En el ejemplo de la naranja está claro que el acuerdo es pobre, o ineficiente, y que la causa de tal pobreza es un procedimiento negocial inadecuado. Partir la diferencia (en este caso, la naranja) es una herramienta no analítica cuando ignora cuál es el criterio relevante del reparto. La confrontación posicional, el compromiso con una demanda inicial que se mantiene a toda costa, hasta el enfrentamiento físico, ha hecho imposible que los negociadores fueran competentes en diseñar un acuerdo a medida de los intereses de cada parte. Les ha faltado un elemento clave: utilizar procedimientos inteligentes.

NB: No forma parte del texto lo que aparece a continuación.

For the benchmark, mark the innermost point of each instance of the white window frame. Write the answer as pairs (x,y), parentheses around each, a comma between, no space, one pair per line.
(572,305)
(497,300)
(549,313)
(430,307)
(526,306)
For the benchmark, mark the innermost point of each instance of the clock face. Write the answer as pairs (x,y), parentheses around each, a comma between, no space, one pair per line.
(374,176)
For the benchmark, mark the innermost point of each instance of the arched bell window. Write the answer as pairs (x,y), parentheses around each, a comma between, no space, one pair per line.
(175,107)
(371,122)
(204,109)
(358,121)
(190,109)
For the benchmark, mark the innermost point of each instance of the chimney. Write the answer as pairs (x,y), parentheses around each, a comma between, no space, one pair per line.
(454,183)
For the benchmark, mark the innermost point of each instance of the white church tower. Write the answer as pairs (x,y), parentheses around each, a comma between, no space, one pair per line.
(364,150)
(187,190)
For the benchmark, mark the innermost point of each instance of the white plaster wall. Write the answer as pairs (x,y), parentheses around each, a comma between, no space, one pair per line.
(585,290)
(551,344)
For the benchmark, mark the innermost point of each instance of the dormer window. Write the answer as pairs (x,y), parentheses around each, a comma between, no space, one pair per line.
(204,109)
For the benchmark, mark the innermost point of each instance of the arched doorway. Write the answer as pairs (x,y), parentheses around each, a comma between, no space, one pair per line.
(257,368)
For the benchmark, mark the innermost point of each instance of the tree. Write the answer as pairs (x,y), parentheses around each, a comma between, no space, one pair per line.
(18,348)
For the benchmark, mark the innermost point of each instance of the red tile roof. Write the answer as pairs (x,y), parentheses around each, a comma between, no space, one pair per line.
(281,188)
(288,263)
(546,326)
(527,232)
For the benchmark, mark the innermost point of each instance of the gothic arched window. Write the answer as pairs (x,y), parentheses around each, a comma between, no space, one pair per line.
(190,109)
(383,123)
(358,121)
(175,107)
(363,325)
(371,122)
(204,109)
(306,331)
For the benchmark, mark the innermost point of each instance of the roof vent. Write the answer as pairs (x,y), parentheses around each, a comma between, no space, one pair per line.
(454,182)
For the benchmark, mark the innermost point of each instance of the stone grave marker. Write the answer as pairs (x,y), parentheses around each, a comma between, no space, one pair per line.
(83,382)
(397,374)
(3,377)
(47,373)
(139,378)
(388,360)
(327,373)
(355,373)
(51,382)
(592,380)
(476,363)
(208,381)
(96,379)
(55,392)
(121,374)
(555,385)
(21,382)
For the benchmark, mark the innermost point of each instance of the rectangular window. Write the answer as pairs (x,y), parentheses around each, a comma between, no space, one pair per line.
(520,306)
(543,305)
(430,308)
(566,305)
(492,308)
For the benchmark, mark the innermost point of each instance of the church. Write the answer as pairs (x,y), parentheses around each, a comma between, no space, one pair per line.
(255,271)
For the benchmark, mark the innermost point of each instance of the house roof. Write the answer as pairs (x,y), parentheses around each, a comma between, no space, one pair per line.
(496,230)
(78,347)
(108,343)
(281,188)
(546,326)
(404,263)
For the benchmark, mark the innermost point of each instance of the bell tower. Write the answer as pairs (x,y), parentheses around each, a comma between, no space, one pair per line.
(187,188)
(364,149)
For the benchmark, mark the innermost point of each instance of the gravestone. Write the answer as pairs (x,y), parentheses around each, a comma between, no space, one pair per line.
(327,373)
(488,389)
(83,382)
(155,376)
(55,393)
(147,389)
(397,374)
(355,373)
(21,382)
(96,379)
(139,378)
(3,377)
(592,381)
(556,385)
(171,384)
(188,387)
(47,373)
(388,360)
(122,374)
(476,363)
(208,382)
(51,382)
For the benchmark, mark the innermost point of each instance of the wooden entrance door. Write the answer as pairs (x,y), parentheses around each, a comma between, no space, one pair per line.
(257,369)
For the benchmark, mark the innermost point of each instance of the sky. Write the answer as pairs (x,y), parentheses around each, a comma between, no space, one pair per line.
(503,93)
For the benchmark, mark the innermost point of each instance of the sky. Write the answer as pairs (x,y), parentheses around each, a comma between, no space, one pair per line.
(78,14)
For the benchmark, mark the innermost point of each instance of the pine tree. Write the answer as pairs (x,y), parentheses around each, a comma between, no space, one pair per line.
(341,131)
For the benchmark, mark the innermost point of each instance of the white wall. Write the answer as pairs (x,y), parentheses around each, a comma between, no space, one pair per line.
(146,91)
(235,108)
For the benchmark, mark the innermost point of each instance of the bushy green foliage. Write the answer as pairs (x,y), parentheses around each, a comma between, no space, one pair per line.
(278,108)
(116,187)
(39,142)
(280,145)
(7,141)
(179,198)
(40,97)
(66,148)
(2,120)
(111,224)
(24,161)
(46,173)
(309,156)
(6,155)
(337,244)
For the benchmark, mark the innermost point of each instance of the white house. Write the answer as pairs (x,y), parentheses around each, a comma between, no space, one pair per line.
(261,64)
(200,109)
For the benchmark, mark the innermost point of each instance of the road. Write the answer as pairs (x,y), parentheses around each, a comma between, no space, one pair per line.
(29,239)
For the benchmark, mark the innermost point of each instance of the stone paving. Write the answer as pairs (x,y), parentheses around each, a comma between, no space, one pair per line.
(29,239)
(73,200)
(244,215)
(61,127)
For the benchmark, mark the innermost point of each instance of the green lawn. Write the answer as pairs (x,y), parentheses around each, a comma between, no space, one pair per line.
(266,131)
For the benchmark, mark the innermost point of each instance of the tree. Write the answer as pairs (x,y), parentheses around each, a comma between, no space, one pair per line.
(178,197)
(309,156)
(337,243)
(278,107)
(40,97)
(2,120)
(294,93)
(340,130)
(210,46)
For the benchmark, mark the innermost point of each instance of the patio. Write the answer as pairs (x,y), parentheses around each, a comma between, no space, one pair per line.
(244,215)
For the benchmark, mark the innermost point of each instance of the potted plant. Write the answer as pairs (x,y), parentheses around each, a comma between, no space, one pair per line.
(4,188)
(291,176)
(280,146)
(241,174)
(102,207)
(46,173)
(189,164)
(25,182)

Se suele decir que para conseguir ponerse de acuerdo cada parte ha de ceder algo. Nosotros preferimos pensar que para llegar a un acuerdo inteligente cada negociador ha de ganar algo, pero no a costa del otro. Para que tal cosa sea posible y se pueda pasar de un juego de suma cero a un juego de suma positiva hay que tener la habilidad de crear valor nuevo. Veamos un ejemplo.

Los acuerdos de paz de Camp David (1978)

Negociadores:

Anuar el-Sadat (1918-1981) por parte de Egipto

Menachem Begin (1913-1992) por parte de Israel

Anfitrión / mediador: Jimmy Carter (1924), presidente de Estados Unidos

Lugar: la residencia presidencial campestre de Camp David (Maryland)

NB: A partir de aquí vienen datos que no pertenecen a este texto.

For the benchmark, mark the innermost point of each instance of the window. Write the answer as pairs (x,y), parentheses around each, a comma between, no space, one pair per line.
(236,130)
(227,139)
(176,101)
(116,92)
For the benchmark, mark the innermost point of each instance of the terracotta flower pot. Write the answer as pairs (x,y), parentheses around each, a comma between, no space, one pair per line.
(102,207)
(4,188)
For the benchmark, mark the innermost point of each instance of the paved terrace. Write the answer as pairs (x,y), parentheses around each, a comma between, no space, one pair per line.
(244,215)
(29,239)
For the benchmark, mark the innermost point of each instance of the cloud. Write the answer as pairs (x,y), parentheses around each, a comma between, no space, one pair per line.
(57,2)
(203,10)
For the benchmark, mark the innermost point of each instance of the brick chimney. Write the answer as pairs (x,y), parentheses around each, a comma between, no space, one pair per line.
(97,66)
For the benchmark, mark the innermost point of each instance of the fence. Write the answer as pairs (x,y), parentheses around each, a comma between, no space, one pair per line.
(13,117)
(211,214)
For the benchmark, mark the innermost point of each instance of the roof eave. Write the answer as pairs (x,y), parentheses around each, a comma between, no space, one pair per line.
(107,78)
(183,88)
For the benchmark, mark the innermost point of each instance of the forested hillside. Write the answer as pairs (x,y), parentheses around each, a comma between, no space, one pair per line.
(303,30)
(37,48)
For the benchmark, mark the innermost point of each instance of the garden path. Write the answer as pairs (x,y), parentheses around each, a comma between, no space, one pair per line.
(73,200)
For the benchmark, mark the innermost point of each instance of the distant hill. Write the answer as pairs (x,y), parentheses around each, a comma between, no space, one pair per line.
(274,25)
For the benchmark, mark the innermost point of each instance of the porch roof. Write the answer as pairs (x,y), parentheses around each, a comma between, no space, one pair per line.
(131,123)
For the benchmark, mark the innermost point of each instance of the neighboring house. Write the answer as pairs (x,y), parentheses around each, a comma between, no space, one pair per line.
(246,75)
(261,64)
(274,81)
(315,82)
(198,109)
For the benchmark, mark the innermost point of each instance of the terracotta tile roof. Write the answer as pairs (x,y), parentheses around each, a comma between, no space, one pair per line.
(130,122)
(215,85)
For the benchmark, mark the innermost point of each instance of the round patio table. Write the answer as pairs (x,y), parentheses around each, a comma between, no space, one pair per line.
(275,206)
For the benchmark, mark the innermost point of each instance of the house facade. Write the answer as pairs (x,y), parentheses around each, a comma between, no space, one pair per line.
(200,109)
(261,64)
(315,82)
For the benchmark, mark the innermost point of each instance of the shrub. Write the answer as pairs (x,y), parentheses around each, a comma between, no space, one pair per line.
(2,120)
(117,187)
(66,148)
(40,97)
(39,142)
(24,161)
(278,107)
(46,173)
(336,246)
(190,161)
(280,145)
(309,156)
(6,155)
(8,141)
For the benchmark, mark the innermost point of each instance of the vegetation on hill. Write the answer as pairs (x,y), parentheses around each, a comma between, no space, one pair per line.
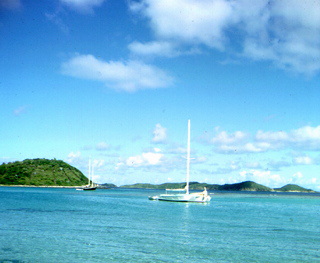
(293,188)
(41,172)
(244,186)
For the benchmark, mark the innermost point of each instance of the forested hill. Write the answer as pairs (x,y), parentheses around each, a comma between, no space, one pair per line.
(243,186)
(41,172)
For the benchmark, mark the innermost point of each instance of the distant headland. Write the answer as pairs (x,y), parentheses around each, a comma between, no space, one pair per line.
(57,173)
(244,186)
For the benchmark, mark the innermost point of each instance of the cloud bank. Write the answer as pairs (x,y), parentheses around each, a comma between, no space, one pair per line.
(82,6)
(129,76)
(304,138)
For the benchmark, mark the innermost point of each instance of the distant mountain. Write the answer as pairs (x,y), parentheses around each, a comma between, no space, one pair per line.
(293,188)
(106,186)
(244,186)
(41,172)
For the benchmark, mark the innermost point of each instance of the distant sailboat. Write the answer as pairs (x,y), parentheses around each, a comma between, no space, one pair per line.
(90,186)
(183,195)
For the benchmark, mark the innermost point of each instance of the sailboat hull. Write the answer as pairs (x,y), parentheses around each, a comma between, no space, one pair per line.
(199,198)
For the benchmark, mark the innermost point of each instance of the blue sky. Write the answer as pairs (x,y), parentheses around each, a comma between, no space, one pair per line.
(117,81)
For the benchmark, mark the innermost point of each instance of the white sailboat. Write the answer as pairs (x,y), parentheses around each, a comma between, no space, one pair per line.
(90,186)
(184,195)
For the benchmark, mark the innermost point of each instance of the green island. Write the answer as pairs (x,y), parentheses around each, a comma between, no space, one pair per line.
(244,186)
(57,173)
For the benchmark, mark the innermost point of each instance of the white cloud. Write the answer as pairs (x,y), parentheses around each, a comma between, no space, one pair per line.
(159,134)
(157,48)
(83,6)
(224,138)
(303,160)
(304,138)
(127,76)
(283,32)
(188,21)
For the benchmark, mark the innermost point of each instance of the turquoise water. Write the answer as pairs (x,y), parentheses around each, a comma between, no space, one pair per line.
(65,225)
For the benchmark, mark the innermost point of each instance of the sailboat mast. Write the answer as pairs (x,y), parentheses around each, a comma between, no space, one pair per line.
(92,175)
(89,171)
(188,159)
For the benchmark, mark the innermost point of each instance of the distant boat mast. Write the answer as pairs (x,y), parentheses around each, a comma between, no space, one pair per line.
(188,159)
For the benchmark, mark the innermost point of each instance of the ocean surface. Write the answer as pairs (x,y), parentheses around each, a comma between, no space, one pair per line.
(120,225)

Muchos analistas se han ocupado de estos acuerdos porque al finalizar la reunión, que duró trece días, se había dado con una manera inteligente de repartir la naranja; un resultado que parecía de todo punto imposible a juzgar por el historial de enfrentamientos bélicos en la región y tras los inmediatamente anteriores dieciocho meses de negociaciones. Como es sabido, el conflicto de fondo entre Israel y los países árabes tuvo su incicio en el mismo momento de la fundación del estado de Israel (1948). El punto culminante de la confrontación llegó cuando, tras su victoria en la llamada guerra de los Seis Días (1967), Israel se anexionó diversos territorios, entre ellos la península del Sinaí, que pertenecía a Egipto. Egipto fracasó en su intento de recuperar militarmente ese territorio en la Guerra del Yom Kippur (1973). Como consecuencia de la permanente hostilidad presente en la región se originó una crisis en la producción y distribución del petróleo, lo cual aumentó su precio hasta límites intolerables para las economías del mundo occidental.

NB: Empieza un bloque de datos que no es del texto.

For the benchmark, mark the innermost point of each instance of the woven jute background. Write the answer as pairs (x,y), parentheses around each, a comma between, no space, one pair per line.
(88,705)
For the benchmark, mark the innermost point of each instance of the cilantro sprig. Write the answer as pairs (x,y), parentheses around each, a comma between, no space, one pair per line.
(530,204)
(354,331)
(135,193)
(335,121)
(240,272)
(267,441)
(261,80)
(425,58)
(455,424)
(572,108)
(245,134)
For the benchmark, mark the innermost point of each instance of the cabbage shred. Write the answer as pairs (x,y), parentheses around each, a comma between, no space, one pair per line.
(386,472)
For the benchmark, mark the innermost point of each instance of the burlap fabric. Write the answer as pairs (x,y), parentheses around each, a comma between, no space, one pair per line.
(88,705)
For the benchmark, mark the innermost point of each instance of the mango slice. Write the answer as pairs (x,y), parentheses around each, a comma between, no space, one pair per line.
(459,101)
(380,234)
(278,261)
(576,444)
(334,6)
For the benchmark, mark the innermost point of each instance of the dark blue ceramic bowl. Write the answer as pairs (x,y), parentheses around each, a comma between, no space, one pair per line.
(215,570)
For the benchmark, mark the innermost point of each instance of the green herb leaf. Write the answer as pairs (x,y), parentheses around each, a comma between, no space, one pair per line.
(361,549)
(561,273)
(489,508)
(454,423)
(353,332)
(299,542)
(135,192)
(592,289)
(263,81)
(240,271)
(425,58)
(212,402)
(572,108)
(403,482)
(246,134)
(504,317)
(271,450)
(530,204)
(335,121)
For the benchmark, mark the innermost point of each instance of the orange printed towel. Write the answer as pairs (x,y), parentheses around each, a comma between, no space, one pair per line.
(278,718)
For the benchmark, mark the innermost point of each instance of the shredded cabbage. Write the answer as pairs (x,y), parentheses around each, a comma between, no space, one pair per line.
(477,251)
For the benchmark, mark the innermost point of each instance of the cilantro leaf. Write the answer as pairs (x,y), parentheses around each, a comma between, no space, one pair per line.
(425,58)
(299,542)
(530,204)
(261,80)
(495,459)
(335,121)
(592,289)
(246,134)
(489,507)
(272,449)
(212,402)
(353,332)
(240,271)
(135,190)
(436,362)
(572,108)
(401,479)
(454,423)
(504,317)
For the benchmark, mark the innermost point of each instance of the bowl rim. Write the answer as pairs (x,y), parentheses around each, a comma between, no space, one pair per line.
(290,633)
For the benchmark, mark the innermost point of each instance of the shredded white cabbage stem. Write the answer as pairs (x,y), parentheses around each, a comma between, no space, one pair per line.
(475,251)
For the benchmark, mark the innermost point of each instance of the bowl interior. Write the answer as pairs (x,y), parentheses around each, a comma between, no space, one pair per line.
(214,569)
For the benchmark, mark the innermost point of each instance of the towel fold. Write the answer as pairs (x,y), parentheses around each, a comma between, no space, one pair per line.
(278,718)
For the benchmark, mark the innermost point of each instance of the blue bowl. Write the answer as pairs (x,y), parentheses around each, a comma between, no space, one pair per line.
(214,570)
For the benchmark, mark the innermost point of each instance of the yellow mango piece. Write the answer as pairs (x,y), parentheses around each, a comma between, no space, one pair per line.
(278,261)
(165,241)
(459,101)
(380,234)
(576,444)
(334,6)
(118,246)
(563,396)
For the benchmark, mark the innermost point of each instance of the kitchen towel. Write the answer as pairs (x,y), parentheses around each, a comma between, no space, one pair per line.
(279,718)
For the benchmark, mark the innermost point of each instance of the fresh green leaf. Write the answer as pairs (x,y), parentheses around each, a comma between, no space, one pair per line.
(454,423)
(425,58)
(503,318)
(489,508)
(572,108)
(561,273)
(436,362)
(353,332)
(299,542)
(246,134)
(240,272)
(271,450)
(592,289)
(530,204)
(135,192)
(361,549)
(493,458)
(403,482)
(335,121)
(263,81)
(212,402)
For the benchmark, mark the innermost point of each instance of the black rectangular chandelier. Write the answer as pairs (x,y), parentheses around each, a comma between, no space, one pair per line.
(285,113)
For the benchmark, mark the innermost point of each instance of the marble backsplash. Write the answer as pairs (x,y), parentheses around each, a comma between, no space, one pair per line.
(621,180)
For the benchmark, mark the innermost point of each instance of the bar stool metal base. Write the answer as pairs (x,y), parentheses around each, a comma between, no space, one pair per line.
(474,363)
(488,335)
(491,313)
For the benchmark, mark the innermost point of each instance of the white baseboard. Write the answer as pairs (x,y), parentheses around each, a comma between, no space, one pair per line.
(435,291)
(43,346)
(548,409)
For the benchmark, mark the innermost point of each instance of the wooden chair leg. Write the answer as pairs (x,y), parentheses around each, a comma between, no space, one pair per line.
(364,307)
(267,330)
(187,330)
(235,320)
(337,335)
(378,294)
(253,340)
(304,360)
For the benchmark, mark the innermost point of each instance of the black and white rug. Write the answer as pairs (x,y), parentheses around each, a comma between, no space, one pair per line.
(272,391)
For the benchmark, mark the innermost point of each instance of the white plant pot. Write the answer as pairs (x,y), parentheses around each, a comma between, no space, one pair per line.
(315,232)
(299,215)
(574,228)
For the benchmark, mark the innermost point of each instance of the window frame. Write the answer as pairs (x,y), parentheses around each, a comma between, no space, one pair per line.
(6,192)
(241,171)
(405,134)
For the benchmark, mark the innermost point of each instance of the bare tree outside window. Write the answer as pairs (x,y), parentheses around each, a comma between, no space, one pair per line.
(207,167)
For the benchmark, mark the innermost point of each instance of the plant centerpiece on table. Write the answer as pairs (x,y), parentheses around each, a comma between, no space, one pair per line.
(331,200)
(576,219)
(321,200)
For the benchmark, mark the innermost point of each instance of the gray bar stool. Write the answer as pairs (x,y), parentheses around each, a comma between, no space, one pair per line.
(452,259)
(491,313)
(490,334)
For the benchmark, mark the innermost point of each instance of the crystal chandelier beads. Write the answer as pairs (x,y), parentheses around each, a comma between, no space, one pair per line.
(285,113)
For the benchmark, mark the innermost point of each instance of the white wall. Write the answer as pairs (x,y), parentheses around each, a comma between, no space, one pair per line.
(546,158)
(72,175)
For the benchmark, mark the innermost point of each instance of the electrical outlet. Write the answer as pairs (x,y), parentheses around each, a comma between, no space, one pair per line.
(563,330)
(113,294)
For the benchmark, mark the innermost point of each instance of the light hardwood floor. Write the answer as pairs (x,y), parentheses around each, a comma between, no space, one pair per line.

Ésta era la situación cuando los negociadores llegaron a Camp David. Sus pretensiones eran irreconciliables. Egipto quería recuperar íntegramente la península del Sinaí; Israel quería mantenerla ocupada. Planteado de este modo, de forma simplificada, el conflicto entre los dos países es un ejemplo de lo que en la teoría de juegos2 se llama un «juego de puro conflicto»: lo que uno gana el otro necesariamente lo pierde. Ese tipo de juegos tiene siempre muy mal pronóstico negocial. Nadie quiere ceder en su propio perjuicio, como es lógico, y lo más probable es que el conflicto permanezca sin solución. De hecho, en un sentido estricto, no existe solución negociada posible para estas situaciones salvo que se cambie el modelo de juego. La posibilidad de repartir la península del Sinaí —se elaboraron multitud de mapas al respecto— no resultaba factible. Cada parte prefería continuar con el enfrentamiento bélico antes de ceder territorio. Partir la naranja por la mitad no era una opción, porque cada uno de los adversarios la exigía entera.

Cuando todo parecía perdido se cambió el juego. Si nos preguntamos por qué Israel quería mantener ocupada la península del Sinaí —aunque la cuestión sea muy compleja—, podemos identificar fácilmente la razón más relevante: Israel tenía un problema de seguridad. No en la península del Sinaí, sino en su propio territorio. El control de la península era un recurso de protección ante la posibilidad de recibir algún ataque por esta vía. Egipto, en cambio, tenía un problema de soberanía. Recuperar el territorio de la península del Sinaí era indispensable para el país por razones obvias, pues era parte de su propio territorio.